Figure 12. Patron hypothétique de la tolérance aux herbivores au cours de l’ontogénie. Fondé

sur le principe que les ressources à disposition sont corrélées avec les ressources allouées à la défense, le stade cotylédon (a) serait plus résistant que les premiers stades de développement des plantules (b) car les ressources présentes dans les cotylédons seraient épuisées lors du développement racinaire et de la tige. Par la suite, avec l’augmentation de l’aire foliaire (c) les ressources pourraient s’accumuler et être allouées à la défense. Lors de la reproduction, (d) il est supposé que les ressources allouées à la défense diminueraient plus (I) ou moins (II) rapidement. Finalement, lors de l’étape de sénescence la diminution de la capacité dans l’acquisition des ressources augmenterait la vulnérabilité des plantes aux herbivores. Tirée de Boeges & Marquis (2005).

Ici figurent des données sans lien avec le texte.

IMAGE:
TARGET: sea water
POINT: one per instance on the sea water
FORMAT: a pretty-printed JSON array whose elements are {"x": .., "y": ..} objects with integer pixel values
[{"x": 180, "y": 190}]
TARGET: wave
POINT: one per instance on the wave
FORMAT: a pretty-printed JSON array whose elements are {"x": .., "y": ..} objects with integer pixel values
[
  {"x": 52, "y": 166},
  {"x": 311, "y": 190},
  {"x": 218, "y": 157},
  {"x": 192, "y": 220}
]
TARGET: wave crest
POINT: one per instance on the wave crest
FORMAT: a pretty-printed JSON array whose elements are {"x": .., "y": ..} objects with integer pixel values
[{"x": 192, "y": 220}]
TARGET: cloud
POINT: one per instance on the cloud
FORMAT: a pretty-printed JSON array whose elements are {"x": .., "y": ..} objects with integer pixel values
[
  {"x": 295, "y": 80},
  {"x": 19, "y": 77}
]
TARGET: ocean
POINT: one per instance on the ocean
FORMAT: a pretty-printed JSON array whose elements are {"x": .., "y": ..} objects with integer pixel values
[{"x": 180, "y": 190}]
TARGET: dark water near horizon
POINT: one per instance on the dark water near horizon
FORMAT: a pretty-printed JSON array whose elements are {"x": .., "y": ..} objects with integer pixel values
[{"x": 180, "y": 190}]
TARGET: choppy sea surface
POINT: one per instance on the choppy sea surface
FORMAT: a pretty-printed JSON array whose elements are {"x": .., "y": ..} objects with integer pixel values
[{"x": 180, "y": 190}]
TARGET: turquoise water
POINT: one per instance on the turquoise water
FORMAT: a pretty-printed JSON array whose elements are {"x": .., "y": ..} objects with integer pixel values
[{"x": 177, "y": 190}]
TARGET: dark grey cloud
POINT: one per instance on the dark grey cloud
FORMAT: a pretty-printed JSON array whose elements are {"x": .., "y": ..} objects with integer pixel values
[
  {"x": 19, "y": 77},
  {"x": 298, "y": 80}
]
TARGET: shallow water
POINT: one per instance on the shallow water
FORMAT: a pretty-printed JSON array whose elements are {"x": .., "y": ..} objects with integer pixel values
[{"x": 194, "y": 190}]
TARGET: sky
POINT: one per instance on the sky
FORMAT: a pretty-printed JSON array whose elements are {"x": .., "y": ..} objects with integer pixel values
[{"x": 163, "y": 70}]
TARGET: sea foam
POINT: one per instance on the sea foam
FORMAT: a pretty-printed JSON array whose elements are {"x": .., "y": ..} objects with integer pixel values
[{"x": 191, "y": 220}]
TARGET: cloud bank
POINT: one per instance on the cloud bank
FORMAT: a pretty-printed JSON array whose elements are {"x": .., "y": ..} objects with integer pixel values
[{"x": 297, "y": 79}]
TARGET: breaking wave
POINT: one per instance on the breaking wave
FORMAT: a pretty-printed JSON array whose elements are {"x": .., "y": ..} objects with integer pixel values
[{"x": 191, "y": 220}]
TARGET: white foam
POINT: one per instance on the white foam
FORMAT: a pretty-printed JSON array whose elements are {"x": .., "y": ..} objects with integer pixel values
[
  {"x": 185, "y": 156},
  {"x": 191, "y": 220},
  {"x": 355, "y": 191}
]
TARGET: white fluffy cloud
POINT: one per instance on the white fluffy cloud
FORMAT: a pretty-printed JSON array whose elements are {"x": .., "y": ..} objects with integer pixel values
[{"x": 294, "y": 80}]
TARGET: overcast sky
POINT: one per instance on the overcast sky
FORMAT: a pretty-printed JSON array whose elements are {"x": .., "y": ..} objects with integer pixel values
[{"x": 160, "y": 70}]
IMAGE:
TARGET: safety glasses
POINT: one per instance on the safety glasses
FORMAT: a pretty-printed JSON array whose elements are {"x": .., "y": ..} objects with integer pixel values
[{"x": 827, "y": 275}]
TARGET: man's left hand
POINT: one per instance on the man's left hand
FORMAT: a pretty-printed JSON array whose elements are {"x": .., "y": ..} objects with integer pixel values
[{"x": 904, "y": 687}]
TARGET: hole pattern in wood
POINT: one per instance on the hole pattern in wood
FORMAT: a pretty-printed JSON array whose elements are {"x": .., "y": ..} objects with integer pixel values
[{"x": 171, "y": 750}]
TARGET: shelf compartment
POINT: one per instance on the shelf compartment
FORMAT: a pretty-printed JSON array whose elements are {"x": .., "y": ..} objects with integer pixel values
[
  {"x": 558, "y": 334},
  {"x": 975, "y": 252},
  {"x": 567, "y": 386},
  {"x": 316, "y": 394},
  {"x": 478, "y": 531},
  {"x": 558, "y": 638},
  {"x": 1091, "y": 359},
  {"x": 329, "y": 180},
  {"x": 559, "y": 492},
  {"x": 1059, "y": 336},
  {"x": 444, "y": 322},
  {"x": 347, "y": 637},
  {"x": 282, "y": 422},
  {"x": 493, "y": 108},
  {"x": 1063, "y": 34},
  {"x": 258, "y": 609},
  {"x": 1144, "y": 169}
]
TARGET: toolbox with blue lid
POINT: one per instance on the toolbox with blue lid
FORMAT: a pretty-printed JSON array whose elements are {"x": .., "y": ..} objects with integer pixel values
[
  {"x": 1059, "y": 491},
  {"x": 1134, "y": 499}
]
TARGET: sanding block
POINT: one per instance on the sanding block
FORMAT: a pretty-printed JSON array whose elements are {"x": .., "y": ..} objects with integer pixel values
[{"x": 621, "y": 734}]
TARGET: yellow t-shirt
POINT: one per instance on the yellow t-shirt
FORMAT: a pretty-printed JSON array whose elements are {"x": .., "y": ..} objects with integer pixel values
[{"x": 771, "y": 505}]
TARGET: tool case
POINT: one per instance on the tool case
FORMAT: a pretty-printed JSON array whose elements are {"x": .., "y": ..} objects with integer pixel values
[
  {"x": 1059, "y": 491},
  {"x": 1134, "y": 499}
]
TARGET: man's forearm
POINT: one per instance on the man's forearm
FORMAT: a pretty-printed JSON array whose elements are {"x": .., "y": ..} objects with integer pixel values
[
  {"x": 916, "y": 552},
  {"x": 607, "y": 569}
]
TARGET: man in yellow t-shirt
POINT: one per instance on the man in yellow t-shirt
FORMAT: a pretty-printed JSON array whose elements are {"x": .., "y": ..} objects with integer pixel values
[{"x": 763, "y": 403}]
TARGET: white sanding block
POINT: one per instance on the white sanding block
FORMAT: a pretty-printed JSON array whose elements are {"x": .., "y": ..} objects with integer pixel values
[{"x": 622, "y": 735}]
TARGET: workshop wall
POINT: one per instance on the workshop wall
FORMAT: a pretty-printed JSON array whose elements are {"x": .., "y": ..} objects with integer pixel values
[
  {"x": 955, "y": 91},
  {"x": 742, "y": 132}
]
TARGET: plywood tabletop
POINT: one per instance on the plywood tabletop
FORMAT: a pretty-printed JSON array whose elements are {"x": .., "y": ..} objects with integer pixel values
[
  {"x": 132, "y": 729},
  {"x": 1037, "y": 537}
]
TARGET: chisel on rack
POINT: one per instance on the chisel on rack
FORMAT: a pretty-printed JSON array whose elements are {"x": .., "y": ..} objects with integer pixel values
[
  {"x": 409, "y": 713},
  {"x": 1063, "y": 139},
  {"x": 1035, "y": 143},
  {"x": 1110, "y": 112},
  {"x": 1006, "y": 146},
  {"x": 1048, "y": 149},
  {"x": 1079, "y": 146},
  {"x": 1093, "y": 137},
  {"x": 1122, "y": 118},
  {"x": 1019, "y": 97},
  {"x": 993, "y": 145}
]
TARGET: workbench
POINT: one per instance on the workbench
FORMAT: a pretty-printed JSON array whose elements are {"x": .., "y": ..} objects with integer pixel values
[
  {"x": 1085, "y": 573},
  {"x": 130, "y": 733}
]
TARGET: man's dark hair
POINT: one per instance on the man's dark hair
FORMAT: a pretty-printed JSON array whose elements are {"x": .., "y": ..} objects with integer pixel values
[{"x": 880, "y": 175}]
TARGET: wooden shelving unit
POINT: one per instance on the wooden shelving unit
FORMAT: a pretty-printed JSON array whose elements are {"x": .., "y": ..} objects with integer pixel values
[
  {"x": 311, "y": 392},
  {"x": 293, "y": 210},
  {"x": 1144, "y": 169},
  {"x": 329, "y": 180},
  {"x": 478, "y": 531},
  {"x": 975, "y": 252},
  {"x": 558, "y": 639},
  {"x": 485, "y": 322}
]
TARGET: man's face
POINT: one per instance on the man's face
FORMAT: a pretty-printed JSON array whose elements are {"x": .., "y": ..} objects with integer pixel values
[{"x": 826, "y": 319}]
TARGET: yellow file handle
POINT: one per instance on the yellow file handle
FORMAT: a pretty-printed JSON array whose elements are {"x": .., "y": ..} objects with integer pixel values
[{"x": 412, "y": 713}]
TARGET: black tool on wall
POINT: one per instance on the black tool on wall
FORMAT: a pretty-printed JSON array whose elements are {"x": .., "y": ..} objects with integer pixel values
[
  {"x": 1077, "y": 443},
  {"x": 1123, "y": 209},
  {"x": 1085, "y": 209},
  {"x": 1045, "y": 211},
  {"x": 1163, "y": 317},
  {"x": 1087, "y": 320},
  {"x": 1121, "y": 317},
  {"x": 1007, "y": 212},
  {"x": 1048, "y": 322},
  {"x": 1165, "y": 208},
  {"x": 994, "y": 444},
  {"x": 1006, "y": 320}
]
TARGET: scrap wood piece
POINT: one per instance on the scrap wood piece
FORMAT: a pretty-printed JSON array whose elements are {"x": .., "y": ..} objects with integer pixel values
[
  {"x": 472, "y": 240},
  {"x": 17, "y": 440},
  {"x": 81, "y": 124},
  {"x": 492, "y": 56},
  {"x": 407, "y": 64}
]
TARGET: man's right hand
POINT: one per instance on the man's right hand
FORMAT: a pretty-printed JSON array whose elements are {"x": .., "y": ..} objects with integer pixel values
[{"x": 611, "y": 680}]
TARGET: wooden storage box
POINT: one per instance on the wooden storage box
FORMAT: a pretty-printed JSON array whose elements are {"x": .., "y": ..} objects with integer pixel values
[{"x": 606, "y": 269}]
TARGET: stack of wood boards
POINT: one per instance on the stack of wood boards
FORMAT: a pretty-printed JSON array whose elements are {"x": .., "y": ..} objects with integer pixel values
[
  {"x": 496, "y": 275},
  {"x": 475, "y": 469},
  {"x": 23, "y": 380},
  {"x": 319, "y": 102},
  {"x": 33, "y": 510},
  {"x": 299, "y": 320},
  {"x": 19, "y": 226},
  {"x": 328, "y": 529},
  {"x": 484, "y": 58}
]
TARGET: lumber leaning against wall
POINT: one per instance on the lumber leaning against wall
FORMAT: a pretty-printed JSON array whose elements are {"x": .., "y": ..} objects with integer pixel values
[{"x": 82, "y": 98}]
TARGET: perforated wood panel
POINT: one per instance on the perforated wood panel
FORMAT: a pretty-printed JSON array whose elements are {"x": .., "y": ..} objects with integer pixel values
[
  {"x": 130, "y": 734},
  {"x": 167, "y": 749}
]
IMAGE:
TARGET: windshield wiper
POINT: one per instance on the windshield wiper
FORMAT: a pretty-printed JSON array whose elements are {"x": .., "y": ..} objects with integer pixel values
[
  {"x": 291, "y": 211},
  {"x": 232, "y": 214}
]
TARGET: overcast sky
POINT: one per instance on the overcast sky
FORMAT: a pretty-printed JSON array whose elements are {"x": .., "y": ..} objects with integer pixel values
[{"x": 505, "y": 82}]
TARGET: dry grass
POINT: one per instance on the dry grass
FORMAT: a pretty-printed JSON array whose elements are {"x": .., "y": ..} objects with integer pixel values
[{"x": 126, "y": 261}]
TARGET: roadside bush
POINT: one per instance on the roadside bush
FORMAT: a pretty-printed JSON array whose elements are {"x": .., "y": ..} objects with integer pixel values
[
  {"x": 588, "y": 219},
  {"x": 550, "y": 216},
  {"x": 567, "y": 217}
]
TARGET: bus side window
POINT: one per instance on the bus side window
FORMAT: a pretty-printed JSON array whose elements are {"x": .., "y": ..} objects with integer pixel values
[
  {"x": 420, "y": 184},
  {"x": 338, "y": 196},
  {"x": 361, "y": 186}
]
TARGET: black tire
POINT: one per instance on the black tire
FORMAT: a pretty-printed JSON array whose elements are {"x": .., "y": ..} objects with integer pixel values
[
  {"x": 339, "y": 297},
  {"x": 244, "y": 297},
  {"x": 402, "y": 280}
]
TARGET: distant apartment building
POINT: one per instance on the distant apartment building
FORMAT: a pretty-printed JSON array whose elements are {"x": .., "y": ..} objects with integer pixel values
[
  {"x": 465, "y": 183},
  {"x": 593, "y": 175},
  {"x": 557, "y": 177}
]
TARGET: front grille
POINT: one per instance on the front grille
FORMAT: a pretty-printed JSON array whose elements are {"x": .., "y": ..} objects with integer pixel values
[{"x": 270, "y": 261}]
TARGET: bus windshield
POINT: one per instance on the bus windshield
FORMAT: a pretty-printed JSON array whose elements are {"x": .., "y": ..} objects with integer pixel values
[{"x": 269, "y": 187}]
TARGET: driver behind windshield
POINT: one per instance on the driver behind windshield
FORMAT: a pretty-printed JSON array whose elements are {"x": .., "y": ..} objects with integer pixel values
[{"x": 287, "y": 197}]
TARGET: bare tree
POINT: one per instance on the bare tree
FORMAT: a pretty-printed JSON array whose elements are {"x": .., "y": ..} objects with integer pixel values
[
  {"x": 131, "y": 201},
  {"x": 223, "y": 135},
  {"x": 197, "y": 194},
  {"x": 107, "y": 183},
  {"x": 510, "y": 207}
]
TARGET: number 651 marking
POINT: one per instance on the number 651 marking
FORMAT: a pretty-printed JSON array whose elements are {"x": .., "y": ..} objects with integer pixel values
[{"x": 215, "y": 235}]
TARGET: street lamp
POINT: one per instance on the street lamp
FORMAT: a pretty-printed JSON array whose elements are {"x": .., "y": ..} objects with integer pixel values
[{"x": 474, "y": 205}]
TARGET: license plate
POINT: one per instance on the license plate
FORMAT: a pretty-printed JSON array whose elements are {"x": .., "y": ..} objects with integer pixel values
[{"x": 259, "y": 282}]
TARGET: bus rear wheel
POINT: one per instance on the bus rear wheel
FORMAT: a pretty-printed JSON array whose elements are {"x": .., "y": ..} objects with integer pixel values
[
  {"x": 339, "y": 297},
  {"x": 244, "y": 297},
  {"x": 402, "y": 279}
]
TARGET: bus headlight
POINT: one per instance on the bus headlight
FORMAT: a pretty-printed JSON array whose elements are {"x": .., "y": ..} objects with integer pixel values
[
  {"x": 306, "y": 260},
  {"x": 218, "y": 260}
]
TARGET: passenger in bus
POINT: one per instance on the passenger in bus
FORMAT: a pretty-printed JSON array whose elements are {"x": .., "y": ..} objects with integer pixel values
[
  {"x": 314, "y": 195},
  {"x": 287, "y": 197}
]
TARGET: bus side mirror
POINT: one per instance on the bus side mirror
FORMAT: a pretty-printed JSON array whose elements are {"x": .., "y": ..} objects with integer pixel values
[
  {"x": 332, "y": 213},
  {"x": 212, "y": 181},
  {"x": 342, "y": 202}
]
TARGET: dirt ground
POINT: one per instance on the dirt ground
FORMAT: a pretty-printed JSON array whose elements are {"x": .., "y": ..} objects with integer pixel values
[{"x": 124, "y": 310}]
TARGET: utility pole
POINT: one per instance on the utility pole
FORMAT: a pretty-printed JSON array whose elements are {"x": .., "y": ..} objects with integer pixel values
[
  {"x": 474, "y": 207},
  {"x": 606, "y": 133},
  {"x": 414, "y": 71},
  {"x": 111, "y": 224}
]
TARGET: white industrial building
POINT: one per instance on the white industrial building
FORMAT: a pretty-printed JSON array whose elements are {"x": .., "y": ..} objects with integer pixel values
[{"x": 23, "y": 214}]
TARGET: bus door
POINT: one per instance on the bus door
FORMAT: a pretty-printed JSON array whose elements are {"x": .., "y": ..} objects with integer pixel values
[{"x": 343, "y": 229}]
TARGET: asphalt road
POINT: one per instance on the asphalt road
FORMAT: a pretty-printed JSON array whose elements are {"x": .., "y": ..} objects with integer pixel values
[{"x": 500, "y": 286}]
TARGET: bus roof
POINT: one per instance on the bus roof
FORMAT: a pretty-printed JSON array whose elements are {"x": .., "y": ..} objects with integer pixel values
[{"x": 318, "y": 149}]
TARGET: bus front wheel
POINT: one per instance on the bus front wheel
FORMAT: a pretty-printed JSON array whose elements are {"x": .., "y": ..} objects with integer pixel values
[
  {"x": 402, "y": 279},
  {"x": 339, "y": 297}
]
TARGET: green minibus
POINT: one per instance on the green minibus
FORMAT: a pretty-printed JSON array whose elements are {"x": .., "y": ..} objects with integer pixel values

Nombreuses études qui ont abordé la problématique de l’assemblage des communautés végétales l’ont fait à partir de la structure observée à un stade de vie précis. Néanmoins, cette approche permet de mettre en évidence l’effet cumulé des processus au stade de vie étudié mais elle ne permet pas de discriminer divers processus qui ont pu y prendre place. Par exemple, si deux mécanismes écologiques se contrebalancent, leurs actions peuvent aboutir à un patron qui semble neutre. Dans ce cas, la caractérisation ponctuelle de la structure à un stade de vie suggérera qu’aucun processus n’a eu lieu alors que c’est faux.

Au cours de ma thèse je me suis intéressée aux processus d’assemblage entre juvéniles et adultes en intégrant l’information évolutive qui reliait les composantes des communautés aux deux stades de vie. Un des défis relevés a été de construire l’hypothèse phylogénétique de l’ensemble des espèces présentes dans les communautés étudiées à partir de données moléculaires. Mais bien avant d’être en mesure de faire des comparaisons de structure des communautés il a été nécessaire de procéder à l’identification des taxons présents dans les communautés.